Okay so heres the deal. Nothings changed, his routine is normal, eats normal, poops are normal, and hes just as friendly as ever. But Squiggys eyes seem to be shading over white, and he bumps into a lot of stuff when hes out exploring. Do hedgies get cataracts?? I'm taking to the vet soon this week, but there are no other openings sooner than wed. What should I do? :|


----------



## Nancy (Aug 22, 2008)

Yes they do get cataracts. Usually it affects the elderly but I have heard of a couple of lines where it developed young. Sometimes it starts as a very tiny spot and develops slowly, other times it takes over the whole eye very quickly. 

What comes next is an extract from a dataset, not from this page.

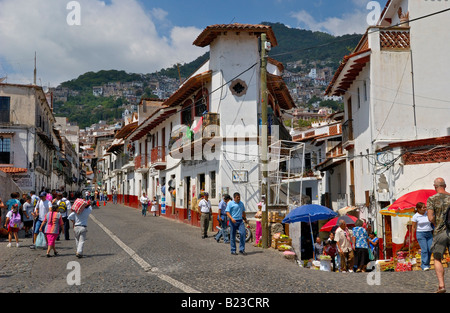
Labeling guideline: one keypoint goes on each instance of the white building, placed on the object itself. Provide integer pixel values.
(396, 129)
(220, 103)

Keep his cage the same layout all the time which will help him feel more secure. Blindness rarely bothers them and they continue doing everything normally.


----------



## Kalandra (Aug 25, 2008)

Any time there is change in the eyes, you should take the hedgehog in to see a veterinarian to rule out other problems, like infection, corneal ulcer, glaucoma, etc. 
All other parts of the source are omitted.